D is for ‘damning.’ At least, it is in the context of the American Society of Civil Engineer’s widely cited report card on the state of American infrastructure; 2017’s D+ is the latest in a long line of similar verdicts. You have to go back to the inaugural report card in 1988 for the high watermark of C-.
This persistent failure could cost the U.S. economy $3.9 trillion in lost GDP and 2.5 million jobs by 2025, or the loss of more than $3,400 in disposable income per family every year.
Something has to change, but it will take more than dollars and cents. The problem is, as investment has dwindled, the workforce has atrophied. Now, the United States faces a shortage of skilled labor, which places pressure on the projects needed to revitalize infrastructure and boost the economy.
State of the nation
There has been less public investment into infrastructure as successive administrations have reduced spending. Private money has been limited too; unless linked to tolls, public infrastructure typically yields a low steady income over several decades.
However, times are changing. Individual states, historically accustomed to federal dollars making up the bulk of infrastructure spending, are now stepping up to fill the gap.
This change comes just in time.
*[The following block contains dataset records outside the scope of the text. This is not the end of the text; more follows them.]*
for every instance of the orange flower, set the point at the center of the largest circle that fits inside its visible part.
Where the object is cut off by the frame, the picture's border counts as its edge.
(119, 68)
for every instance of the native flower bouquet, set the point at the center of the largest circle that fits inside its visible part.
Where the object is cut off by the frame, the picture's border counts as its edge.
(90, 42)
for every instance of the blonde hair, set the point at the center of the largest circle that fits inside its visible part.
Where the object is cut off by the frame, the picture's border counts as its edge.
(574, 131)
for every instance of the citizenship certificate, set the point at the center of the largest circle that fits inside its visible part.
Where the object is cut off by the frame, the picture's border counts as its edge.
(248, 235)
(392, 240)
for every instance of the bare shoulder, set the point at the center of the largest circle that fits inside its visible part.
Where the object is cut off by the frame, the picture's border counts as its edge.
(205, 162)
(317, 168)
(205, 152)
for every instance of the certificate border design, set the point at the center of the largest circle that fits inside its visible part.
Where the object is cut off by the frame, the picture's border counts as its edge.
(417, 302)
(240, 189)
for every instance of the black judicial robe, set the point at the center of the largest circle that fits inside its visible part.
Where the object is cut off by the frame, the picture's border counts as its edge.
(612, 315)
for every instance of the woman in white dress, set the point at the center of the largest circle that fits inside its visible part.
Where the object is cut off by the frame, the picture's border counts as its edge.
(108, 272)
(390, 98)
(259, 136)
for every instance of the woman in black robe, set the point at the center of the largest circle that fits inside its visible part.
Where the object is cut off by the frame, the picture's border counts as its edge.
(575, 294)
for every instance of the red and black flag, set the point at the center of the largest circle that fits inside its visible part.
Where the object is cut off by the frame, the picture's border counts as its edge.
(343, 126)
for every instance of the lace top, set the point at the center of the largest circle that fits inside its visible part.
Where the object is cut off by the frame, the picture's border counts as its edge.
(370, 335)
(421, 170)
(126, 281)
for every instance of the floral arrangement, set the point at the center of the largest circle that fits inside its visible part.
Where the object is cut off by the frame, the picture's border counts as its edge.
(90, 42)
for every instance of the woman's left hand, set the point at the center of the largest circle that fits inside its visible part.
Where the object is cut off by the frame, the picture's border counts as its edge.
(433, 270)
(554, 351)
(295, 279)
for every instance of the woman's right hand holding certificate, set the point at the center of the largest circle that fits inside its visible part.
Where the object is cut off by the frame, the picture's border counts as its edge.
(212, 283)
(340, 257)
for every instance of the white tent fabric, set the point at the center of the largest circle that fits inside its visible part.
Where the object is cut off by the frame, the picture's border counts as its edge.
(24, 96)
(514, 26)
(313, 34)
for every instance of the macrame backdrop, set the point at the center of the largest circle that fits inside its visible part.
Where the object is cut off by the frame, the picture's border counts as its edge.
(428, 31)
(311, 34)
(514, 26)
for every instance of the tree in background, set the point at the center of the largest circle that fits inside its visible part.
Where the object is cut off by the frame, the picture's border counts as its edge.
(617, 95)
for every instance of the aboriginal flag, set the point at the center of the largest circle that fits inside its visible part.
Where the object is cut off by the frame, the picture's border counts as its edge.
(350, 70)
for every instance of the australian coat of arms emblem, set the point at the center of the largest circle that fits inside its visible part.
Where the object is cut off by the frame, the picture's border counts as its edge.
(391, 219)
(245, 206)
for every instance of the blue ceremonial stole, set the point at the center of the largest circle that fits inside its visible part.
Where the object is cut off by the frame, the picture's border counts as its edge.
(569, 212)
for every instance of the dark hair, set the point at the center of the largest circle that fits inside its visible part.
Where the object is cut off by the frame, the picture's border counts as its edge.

Much of America’s infrastructure is showing acute signs of age and certain states are suffering from an increased incidence of natural disasters where damage overwhelms aging infrastructure.
At the same time, America is showing ambition on new infrastructure mega projects, such as those tied to the 2028 Olympics. Together, these factors will drive a lot of investment and labor demand.
Workforce worries
The good news is that, according to the Bureau of Labor Statistics, employment in heavy and civil engineering construction is increasing. Preliminary figures for Spring 2018 see total numbers hit one million for the first time since before the financial crisis, which is illustrative of a wider trend.
Yet there are two key workforce shortages that could still seriously hamper the drive to upgrade America’s infrastructure.
One is a gradual loss of senior leadership across the industry, owing to poor succession planning. The management layer immediately below the C-suite represents the crucial group of individuals that drive projects and grow companies. Many have deep and broad experience across the industry and truly understand the nuts and bolts. However, as more reach retirement age, that experience isn’t being replaced, leaving a shortfall.
This is partly driven by the second, arguably larger, workforce shortage affecting American infrastructure. Despite growing numbers overall, owing to market dips and underinvestment, the sector lacks enough people with the crucial five to 15 years of experience. To overcome this problem, the typical pattern for companies would be to tender for a large project, win it, then poach the necessary employees from the unsuccessful bidders. This isn’t ideal; it means last-minute rushes to fill talent benches and paying over the odds to tempt contractors into moves.
Now, though, it’s becoming a positively dangerous approach. The ramp-up in new projects means that even if Company A’s rivals lose out to them on one bid, they will probably win other lucrative contracts. As such, it’s much harder to lure away talent. The consequences are spiraling recruitment and relocation fees at best, failure to staff projects at worst. This could lead to anything from costly fees for delays to significant project derailment.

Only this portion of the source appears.